Abschnitt 4.2 – Nach der akuten Notfallsituation

Mitarbeiter der Notfallseelsorge, Notfallbegleitung und Krisenintervention sowie das Rettungspersonal sind nur im akuten Notfall zur Durchführung der ersten qualifizierten Maßnahmen und zur Stabilisierung der Betroffenen am Unfallort. Ähnlich wie die weitere Behandlung von körperlich Verletzten nicht mehr zu den Aufgaben der Notärzte gehört, sind die Mitarbeiter der NFS/NFB/KIT für eine längerfristige Begleitung und Behandlung von schweren und lang anhaltenden Belastungssymptomen nicht mehr zuständig und nicht ausgebildet.

Auf einem Betriebsgelände wird die Raumpflegerin eines externen Unternehmens von einem Gabelstapler erfasst und tödlich verletzt. Der Notarzt alarmiert die Notfallseelsorge. Eine Mitarbeiterin des Unternehmens, auf dessen Gelände sich der Unfall ereignet hat, benachrichtigt über die Hotline den Vertragspartner für die Nachsorge. Am vierten Tag nach dem Unfall treffen sich von diesem Unfall Betroffene aus beiden Unternehmen zu einem Nachgespräch.

In der Abschlussrunde sagt ein Teilnehmer, dass ihm seit dem Unfall einiges im Kopf durcheinandergegangen sei. Das strukturierte Gespräch mit den anderen habe ihm geholfen, die Dinge zu sortieren und Lücken zu füllen. Jetzt könne er mit dem Unfall abschließen.
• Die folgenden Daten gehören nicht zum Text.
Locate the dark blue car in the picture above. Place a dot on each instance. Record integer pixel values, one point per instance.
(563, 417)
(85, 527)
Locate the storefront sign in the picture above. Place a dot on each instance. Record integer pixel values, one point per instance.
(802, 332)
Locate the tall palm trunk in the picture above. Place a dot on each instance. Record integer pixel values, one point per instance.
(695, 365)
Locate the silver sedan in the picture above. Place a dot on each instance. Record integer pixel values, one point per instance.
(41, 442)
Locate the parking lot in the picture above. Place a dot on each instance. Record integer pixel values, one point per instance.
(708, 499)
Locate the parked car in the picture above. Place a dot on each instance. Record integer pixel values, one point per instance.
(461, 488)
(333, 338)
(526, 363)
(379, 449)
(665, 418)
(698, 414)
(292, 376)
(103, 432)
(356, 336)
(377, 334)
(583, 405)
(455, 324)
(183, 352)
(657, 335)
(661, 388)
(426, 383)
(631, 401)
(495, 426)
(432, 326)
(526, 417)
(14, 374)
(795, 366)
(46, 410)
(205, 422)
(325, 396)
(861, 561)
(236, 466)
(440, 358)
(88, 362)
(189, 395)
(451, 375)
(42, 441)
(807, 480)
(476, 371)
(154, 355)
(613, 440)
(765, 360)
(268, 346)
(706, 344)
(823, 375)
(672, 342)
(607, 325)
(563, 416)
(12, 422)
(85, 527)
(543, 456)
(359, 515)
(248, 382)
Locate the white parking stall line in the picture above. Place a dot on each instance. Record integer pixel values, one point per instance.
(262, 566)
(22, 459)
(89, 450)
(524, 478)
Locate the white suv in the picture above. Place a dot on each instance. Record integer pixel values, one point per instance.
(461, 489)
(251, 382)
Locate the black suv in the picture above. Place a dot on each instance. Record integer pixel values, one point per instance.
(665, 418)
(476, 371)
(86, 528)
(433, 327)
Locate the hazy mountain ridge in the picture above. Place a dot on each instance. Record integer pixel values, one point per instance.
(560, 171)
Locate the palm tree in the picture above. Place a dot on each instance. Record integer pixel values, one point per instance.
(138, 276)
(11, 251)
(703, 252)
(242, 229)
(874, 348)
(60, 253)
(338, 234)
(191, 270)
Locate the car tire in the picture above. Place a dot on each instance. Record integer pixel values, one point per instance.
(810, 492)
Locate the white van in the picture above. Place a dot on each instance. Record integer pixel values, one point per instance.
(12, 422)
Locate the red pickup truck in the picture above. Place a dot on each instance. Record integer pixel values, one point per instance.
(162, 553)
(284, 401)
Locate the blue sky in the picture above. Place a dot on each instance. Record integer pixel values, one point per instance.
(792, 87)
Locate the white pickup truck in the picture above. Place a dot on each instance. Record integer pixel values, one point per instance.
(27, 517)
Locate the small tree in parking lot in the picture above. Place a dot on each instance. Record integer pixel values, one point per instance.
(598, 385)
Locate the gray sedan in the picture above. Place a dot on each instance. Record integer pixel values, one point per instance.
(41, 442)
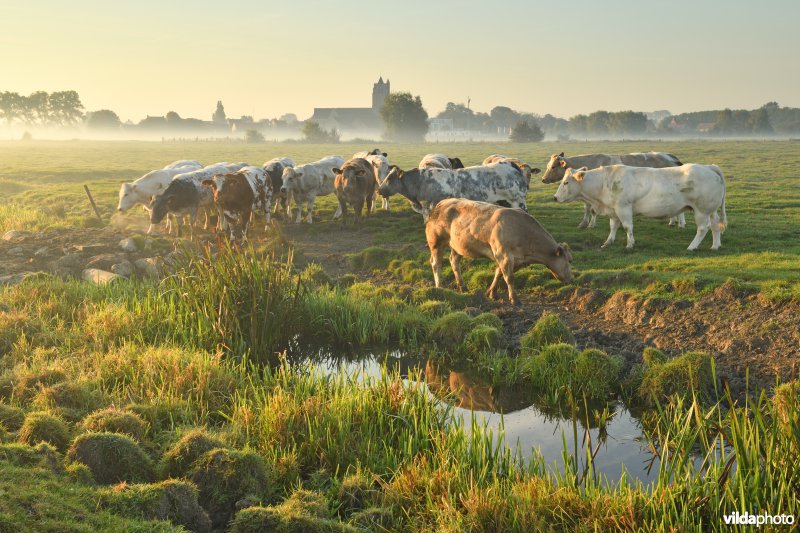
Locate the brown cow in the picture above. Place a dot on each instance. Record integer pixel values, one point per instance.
(510, 237)
(526, 169)
(355, 185)
(237, 195)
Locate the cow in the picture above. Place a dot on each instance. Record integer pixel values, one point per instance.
(306, 182)
(237, 195)
(440, 161)
(510, 237)
(500, 183)
(558, 164)
(274, 169)
(363, 154)
(621, 192)
(183, 200)
(151, 184)
(355, 185)
(526, 169)
(185, 163)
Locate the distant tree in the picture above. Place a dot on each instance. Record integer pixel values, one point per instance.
(37, 108)
(66, 107)
(759, 122)
(103, 119)
(460, 114)
(314, 133)
(11, 106)
(219, 116)
(404, 118)
(254, 137)
(526, 131)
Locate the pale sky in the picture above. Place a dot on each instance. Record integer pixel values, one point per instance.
(266, 58)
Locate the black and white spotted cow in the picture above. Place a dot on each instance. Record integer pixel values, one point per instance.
(502, 183)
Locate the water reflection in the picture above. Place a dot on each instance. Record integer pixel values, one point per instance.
(527, 423)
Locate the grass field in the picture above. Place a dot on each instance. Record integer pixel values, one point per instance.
(174, 403)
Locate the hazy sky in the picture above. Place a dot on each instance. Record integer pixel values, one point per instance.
(266, 58)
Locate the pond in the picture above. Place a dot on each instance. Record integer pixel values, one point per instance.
(526, 424)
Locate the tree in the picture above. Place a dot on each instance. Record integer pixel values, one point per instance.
(254, 137)
(314, 133)
(66, 107)
(11, 106)
(526, 131)
(219, 115)
(404, 117)
(103, 119)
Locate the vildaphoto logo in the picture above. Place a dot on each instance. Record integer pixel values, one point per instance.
(741, 519)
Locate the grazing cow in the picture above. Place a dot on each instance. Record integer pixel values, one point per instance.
(355, 185)
(440, 161)
(237, 195)
(185, 163)
(621, 192)
(510, 237)
(183, 201)
(363, 154)
(558, 164)
(526, 169)
(500, 183)
(274, 169)
(306, 182)
(151, 184)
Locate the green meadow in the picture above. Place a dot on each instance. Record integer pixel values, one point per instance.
(187, 402)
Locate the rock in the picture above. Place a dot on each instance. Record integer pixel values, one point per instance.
(99, 277)
(15, 279)
(15, 235)
(128, 245)
(149, 267)
(91, 248)
(124, 269)
(105, 261)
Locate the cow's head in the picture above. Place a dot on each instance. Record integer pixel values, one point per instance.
(160, 207)
(126, 197)
(393, 182)
(571, 185)
(290, 179)
(555, 168)
(560, 263)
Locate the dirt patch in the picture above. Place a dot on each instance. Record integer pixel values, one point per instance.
(741, 330)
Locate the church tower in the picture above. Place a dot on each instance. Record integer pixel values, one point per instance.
(380, 91)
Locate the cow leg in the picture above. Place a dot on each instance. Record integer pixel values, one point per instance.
(506, 264)
(612, 235)
(587, 216)
(310, 207)
(716, 232)
(436, 263)
(493, 287)
(703, 222)
(455, 263)
(626, 219)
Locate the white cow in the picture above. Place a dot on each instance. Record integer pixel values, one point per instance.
(621, 192)
(559, 163)
(185, 163)
(151, 184)
(439, 161)
(305, 182)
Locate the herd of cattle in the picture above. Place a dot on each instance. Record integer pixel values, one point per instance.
(477, 211)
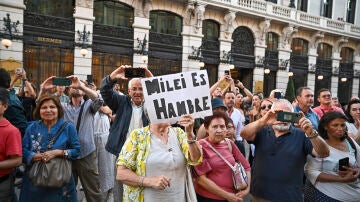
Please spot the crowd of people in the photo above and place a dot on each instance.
(118, 154)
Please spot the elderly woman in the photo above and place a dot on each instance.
(36, 139)
(353, 114)
(152, 163)
(325, 180)
(214, 181)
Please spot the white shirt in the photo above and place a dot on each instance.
(238, 120)
(341, 191)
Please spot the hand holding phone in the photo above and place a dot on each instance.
(343, 162)
(290, 117)
(61, 81)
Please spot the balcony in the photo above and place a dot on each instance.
(289, 15)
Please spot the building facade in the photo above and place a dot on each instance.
(317, 41)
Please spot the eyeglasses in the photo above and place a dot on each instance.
(229, 127)
(264, 107)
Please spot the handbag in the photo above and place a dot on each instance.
(239, 177)
(55, 173)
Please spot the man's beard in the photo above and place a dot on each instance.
(282, 127)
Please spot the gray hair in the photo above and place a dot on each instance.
(283, 102)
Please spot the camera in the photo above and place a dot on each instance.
(291, 117)
(134, 72)
(61, 81)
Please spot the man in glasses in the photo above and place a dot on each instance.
(325, 103)
(305, 98)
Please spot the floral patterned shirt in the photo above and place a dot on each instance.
(134, 154)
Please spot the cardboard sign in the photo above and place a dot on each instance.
(168, 97)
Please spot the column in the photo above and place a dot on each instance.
(83, 17)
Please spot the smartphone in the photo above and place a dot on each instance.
(89, 79)
(291, 117)
(134, 72)
(277, 95)
(19, 70)
(343, 162)
(61, 81)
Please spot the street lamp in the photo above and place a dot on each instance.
(8, 28)
(84, 37)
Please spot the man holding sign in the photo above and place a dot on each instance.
(128, 108)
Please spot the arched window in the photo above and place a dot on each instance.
(346, 70)
(113, 13)
(211, 46)
(63, 8)
(299, 47)
(165, 22)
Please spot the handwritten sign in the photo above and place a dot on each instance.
(168, 97)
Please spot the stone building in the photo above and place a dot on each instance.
(263, 41)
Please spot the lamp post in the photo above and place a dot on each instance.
(9, 28)
(84, 38)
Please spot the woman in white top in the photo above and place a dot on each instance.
(325, 181)
(353, 114)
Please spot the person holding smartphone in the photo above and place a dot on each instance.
(336, 177)
(280, 155)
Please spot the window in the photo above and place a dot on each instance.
(211, 30)
(41, 62)
(299, 47)
(351, 7)
(113, 14)
(165, 22)
(104, 63)
(327, 8)
(272, 41)
(324, 51)
(302, 5)
(64, 8)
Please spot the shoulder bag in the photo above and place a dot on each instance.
(55, 173)
(239, 176)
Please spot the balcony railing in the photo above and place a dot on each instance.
(286, 14)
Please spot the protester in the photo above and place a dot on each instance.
(128, 110)
(15, 112)
(254, 113)
(326, 181)
(81, 113)
(49, 113)
(152, 163)
(353, 116)
(280, 154)
(324, 99)
(60, 92)
(214, 181)
(10, 151)
(236, 116)
(305, 98)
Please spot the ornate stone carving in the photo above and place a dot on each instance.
(143, 8)
(263, 30)
(199, 16)
(189, 13)
(228, 25)
(339, 43)
(315, 39)
(85, 3)
(288, 33)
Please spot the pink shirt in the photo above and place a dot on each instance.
(321, 110)
(216, 169)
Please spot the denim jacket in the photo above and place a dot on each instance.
(121, 106)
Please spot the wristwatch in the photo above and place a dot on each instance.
(66, 153)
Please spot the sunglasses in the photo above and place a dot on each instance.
(264, 107)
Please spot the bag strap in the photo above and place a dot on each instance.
(79, 117)
(57, 134)
(221, 156)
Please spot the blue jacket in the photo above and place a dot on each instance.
(121, 106)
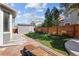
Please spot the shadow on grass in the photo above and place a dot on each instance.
(58, 42)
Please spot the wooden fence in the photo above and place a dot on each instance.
(70, 30)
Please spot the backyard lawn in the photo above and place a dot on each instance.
(52, 41)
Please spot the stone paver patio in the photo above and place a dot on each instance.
(14, 50)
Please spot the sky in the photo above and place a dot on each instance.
(27, 12)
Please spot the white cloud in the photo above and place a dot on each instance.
(40, 10)
(12, 4)
(44, 5)
(28, 17)
(33, 5)
(19, 12)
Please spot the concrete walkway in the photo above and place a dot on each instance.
(14, 50)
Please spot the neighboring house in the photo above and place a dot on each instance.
(7, 15)
(25, 28)
(72, 17)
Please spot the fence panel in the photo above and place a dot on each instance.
(71, 30)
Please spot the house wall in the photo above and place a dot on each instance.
(72, 18)
(25, 29)
(1, 27)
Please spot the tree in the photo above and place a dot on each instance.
(48, 19)
(56, 20)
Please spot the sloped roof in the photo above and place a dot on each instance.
(5, 6)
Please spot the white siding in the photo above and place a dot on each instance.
(25, 29)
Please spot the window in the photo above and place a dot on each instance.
(6, 24)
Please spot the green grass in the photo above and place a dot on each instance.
(53, 42)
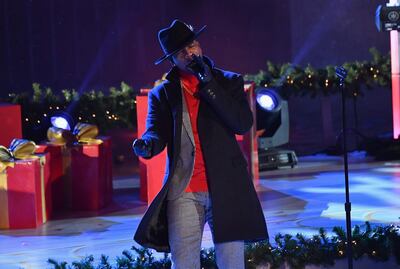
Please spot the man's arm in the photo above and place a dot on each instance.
(154, 139)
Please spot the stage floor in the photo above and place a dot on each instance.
(301, 199)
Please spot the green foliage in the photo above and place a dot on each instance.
(293, 80)
(107, 109)
(297, 251)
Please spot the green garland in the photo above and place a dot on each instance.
(117, 108)
(378, 243)
(292, 80)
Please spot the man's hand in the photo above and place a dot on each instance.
(200, 69)
(142, 148)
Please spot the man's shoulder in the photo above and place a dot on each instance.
(160, 88)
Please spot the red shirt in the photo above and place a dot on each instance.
(198, 182)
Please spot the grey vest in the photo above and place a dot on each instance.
(185, 163)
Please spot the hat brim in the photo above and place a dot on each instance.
(184, 44)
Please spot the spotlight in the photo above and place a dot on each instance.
(62, 120)
(268, 100)
(272, 115)
(387, 18)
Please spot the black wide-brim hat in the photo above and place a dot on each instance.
(174, 38)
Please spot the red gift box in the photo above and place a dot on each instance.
(25, 194)
(91, 175)
(60, 167)
(10, 118)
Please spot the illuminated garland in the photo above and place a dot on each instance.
(117, 108)
(378, 244)
(292, 80)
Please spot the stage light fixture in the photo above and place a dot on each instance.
(387, 18)
(272, 119)
(62, 120)
(268, 100)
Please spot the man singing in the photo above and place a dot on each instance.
(196, 113)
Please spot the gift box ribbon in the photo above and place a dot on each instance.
(83, 133)
(19, 149)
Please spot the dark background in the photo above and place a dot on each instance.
(86, 44)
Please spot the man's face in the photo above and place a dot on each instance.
(184, 56)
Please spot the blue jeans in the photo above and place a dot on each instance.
(186, 218)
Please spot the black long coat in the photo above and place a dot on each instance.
(223, 112)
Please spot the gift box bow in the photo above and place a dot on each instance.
(83, 133)
(19, 149)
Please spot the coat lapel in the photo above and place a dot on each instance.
(186, 119)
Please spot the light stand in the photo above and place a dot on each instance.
(342, 73)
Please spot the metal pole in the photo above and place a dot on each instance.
(395, 60)
(347, 205)
(342, 73)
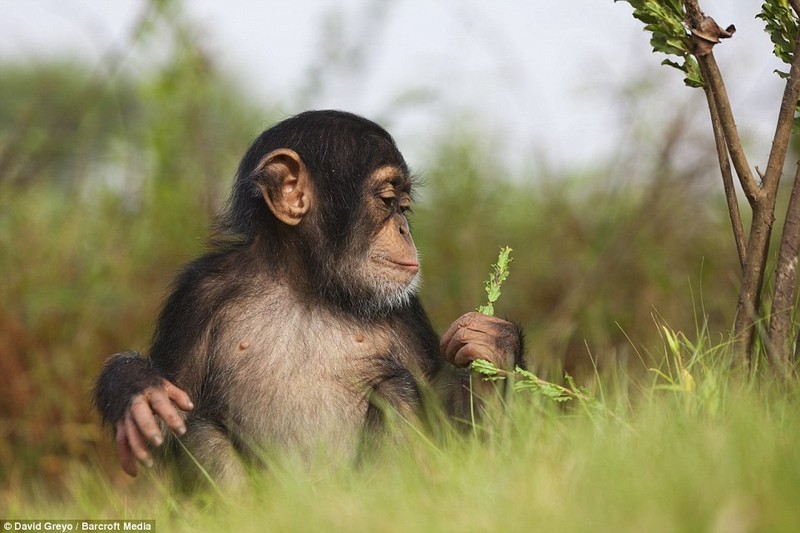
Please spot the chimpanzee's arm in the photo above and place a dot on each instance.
(132, 390)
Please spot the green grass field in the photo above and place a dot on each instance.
(708, 453)
(607, 270)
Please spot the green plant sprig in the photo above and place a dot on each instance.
(495, 281)
(664, 19)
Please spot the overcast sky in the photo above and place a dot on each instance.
(541, 75)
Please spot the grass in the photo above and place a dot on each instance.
(90, 238)
(673, 458)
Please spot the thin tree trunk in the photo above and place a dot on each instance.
(780, 325)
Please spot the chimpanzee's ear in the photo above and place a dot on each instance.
(288, 191)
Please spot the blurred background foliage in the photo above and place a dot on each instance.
(109, 181)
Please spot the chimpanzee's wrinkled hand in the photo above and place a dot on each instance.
(139, 426)
(477, 336)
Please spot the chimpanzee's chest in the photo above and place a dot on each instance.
(308, 386)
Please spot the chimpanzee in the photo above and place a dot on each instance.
(301, 325)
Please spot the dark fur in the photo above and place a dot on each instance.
(271, 333)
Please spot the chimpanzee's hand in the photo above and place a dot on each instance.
(139, 425)
(477, 336)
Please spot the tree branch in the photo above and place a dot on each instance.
(780, 325)
(764, 215)
(727, 176)
(714, 84)
(713, 79)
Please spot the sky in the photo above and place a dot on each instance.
(541, 78)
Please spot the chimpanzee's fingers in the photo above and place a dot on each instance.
(470, 352)
(162, 405)
(124, 451)
(141, 413)
(178, 396)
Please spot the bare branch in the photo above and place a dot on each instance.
(796, 6)
(714, 84)
(727, 177)
(764, 215)
(780, 325)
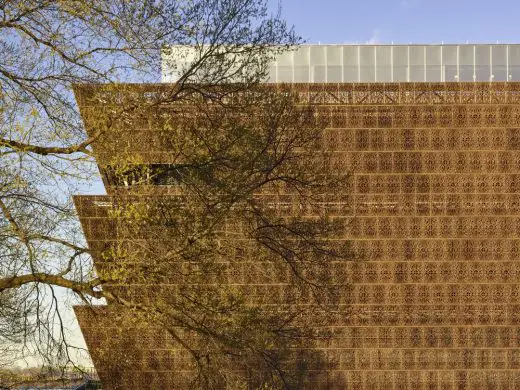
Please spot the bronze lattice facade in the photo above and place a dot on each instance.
(434, 213)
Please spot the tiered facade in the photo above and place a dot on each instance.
(433, 294)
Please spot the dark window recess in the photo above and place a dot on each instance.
(152, 174)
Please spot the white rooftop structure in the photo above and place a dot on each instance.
(390, 63)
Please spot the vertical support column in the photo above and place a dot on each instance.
(326, 64)
(491, 63)
(359, 64)
(458, 62)
(342, 64)
(443, 75)
(392, 62)
(292, 65)
(310, 65)
(375, 63)
(424, 60)
(408, 63)
(276, 70)
(507, 63)
(474, 62)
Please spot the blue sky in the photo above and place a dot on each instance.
(404, 21)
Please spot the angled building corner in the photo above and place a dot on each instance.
(431, 136)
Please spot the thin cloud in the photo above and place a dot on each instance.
(374, 39)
Ein anderer Teilnehmer erzählt, dass er seit dem Unfall die Kollegen nun zum ersten Mal wiedergetroffen hat. Es war für ihn tröstlich zu hören, dass es ihnen in den letzten Tagen seelisch genauso schlecht ging wie ihm. Das habe ihn ermutigt, in dieser Runde auch über seine Symptome und Gefühle zu reden. Das habe ihm sehr geholfen.

• 1983 entwickelte der amerikanische Psychologe Jeffrey T. Mitchell eine Methode für ein Gruppennachgespräch (CISM-Debriefing)28 nach belastenden Einsätzen.

Es war zunächst als Hilfe für Einsatzkräfte von Feuerwehr, Rettungsdienst, Polizei und Militär gedacht, wurde aber bald auch mit anderen Personengruppen durchgeführt. Dieses methodische Gruppennachgespräch "ist darauf ausgerichtet, der Entwicklung von Posttraumatischen Belastungsstörungen ... weitgehend vorzubeugen oder sie zumindest abzumildern."29

Seit Anfang der 80er-Jahre wurde Menschen nach zahlreichen internationalen Katastrophen des letzten Jahrhunderts mit dieser Methode geholfen (in Deutschland nach dem ICE-Unglück in Eschede 1998, nach dem Amoklauf in einer Schule in Erfurt 2002, nach dem Flugzeugabsturz in Überlingen 2002, nach dem Elbehochwasser 2002 sowie nach unzähligen weniger medienwirksamen Unfällen auch in Betrieben).

• Neben der Methode von Mitchell sind in letzter Zeit weitere Konzepte entwickelt worden, die das gleiche Ziel verfolgen und für die Zeit nach der akuten Begleitung durch NFS/NFB/KIT als weiteres Hilfsangebot zur Vermeidung bzw. zur gezielten Überleitung in psychotherapeutische Behandlung gedacht sind.

• Viele Unternehmen und einige Berufsgenossenschaften haben mit Anbietern für methodisch geführte Nachbesprechungen nach belastenden Einsätzen Vereinbarungen getroffen30, um den Betroffenen diese Hilfe schnell anbieten zu können.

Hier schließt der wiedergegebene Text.